Search suggestions with MYSQL Levenshtein distance
August 6th, 2008 | by Sean |Up until a couple of days ago, the Spider.my search page applied only minimal formatting to hits, and no extra page decoration. The ‘blank screen of death‘ appeared for a search miss: no results, no page content.
Just to reassure the user the empty page was ‘normal’, I’d put a lame message up saying “No results, try something like ‘uk sun‘”. As soon as I’d made the recent searches page and saw some Bahasa Malaysia searches on there, I realised that must look terrible!

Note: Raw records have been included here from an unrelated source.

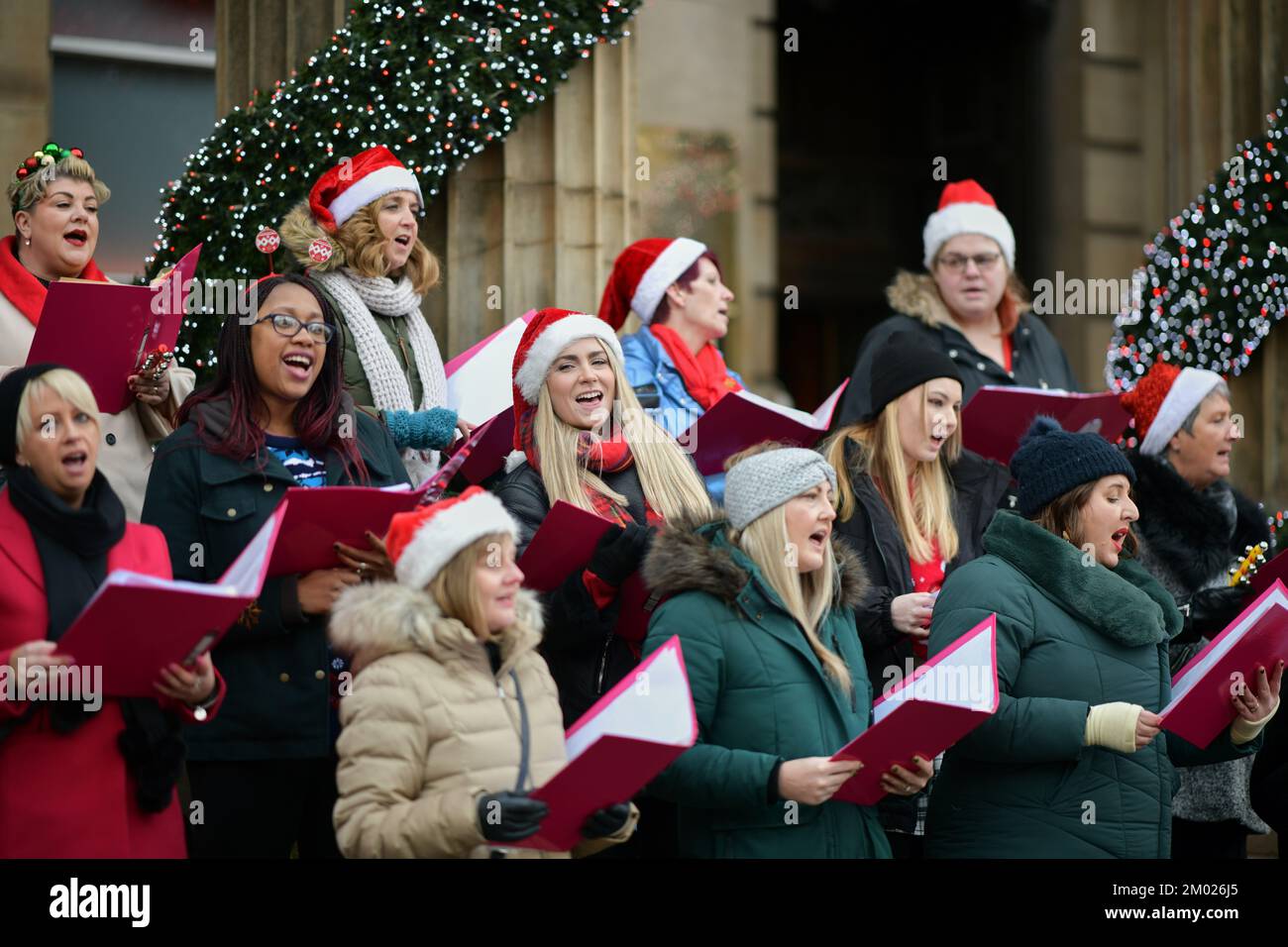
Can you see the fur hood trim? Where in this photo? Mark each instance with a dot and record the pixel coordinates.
(374, 620)
(692, 556)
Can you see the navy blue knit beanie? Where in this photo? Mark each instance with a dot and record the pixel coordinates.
(1051, 462)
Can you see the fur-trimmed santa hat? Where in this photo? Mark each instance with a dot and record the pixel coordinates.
(424, 540)
(549, 334)
(966, 208)
(351, 185)
(1160, 402)
(640, 274)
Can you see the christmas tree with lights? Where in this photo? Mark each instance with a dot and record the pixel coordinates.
(434, 81)
(1215, 277)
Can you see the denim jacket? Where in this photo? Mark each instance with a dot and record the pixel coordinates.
(661, 390)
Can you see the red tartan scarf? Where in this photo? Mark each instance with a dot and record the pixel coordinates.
(25, 290)
(596, 455)
(704, 373)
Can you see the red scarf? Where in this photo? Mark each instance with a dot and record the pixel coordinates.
(24, 290)
(596, 455)
(704, 373)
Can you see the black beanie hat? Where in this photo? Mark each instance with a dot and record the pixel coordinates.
(902, 363)
(1051, 462)
(12, 386)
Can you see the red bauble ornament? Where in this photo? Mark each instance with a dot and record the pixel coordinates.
(321, 250)
(267, 241)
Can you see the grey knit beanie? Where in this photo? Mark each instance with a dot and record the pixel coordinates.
(759, 483)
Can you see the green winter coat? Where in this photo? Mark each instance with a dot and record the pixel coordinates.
(274, 660)
(1069, 635)
(761, 697)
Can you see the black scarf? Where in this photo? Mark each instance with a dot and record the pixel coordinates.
(72, 545)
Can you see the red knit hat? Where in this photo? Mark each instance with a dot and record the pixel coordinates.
(1163, 399)
(423, 541)
(549, 334)
(1142, 401)
(642, 273)
(966, 208)
(348, 187)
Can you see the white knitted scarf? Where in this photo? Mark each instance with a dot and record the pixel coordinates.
(361, 295)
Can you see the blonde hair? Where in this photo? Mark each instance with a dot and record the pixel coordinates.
(26, 192)
(359, 245)
(807, 596)
(670, 483)
(922, 513)
(67, 385)
(456, 591)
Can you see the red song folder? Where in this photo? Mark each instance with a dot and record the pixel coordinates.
(1201, 707)
(563, 545)
(742, 419)
(945, 698)
(631, 735)
(321, 517)
(137, 624)
(103, 330)
(485, 449)
(995, 420)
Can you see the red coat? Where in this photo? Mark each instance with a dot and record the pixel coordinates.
(68, 795)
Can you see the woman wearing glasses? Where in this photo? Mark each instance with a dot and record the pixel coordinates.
(969, 305)
(357, 236)
(275, 416)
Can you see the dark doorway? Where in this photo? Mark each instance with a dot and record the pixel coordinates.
(874, 95)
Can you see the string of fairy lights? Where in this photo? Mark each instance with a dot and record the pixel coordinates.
(433, 81)
(1215, 275)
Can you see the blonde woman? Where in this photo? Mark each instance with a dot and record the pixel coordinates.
(454, 716)
(764, 607)
(55, 202)
(357, 237)
(914, 504)
(581, 437)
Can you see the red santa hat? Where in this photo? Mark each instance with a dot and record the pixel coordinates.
(348, 187)
(640, 274)
(1160, 402)
(966, 208)
(423, 541)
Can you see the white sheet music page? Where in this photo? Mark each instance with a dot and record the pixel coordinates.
(1275, 600)
(965, 678)
(655, 705)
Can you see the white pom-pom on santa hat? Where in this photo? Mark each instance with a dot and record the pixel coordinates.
(640, 274)
(351, 185)
(424, 540)
(966, 208)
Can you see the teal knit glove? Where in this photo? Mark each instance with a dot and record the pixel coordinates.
(421, 431)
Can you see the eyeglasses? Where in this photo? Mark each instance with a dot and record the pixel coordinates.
(957, 263)
(290, 326)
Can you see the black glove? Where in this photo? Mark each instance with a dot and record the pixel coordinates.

I recalled the SOUNDEX() function from donkey’s years ago, but quickly gave up on using that. SOUNDEX() produces a code that can be used to match strings phonetically, but a simple spelling mistake can produce a large difference in SOUNDEX() result. In addition, two very different words may share the same SOUNDEX() result, for example: ‘perhaps’ and ‘privacy’.
A quick search turned up Levenshtein Distance, also know as ‘edit distance’. This is a measure of the minimum edits that must be made to one word to change it into another. You can think of it as the number of mistakes needed to turn what you intended to type into what you actually typed! Thought of this way, it seems to be a good candidate for search key suggestions.
Spider.my uses a MySQL backend, and there are Levenshtein implementations available online as stored procedures, but I chose to go with source code from Josh Drew’s website. Compiling and installing the code on my Slackware server was much easier than Josh’s instructions made me think it would be. I got some extra hints from a page at mysql.com.
All I had to do was to compile:
g++ -I /usr/include/mysql/ -o libmysqllevenshtein.so -shared mysqllevenshtein.cc
The source file doesn’t immediately look like C++, so if you compile it with gcc, you’ll get an error about
“__gxx_personality_v0 undefined symbol”. I found the tip to use g++ instead on http://gcc.gnu.org/ml/gcc-help/2002-07/msg00186.html and http://mail.python.org/pipermail/python-list/2002-June/149504.html.
Copy the shared object to the directory where the other mysql libs are:
cp libmysqllevenshtein.so /usr/lib/mysql/
And update the library links and cache:
cd /usr/lib
ln -s mysql/libmysqllevenshtein.so .
ldconfig
Then in mysql:
CREATE FUNCTION levenshtein RETURNS INT SONAME 'libmysqllevenshtein.so';
That’s it! Now a query like:
select levenshtein('privacy', 'rpivacy');
returns ‘2’ – the minimum number of edits to change ‘rpivacy’ into ‘privacy’. Now the search at spider.my is much more friendly when your typing goes bad! (2011 Jan 4th – just saw this link turn up as a 404. There’s not currently a spell checker at spider.my, but there may be one day soon.
Some updates on this topic are available:
Damerau-Levenshtein algorithm: Levenshtein with transpositions
Damerau-Levenshtein in Java
2009 Apr 16 update – see the Damerau Levenshtein page for latest version
4 Responses to “Search suggestions with MYSQL Levenshtein distance”
By David Herring on Jun 23, 2010 | Reply
To install on OpenSuse 11.1, need -fPIC in compile
g++ -I/usr/include/mysql/ -fPIC -o libmysqllevenshtein.so -shared mysqllevenshtein.cc
By Lisa on Oct 22, 2010 | Reply
I’d love to get this installed – seems to compile OK on OpenSuse with -fPIC,
% g++ -fPIC -I/usr/innodb/include/mysql -o libdamlevlim.so -shared damlevlim.cpp
and I can create the function in mysql, and it finds the function gives appropriate errors (ie. DAMLEVLIM() requires three arguments) – but when it tries to work it gives this:
mysql> select damlevlim(‘knight’, ‘knite’, 3);
ERROR 2013 (HY000): Lost connection to MySQL server during query
I’ve tried this on mysql 5.0 and 5.1. Same result with the levenshtein function from JoshDrew.com. Figuring it’s some compile issue… ughg! -L
By Sean on Oct 22, 2010 | Reply
Not sure what to suggest – is there nothing in the MySQL log? That error 2013 covers a lot of possible reasons for failure – it might be worth checking your setup against reports such as those here:
http://bugs.mysql.com/bug.php?id=9752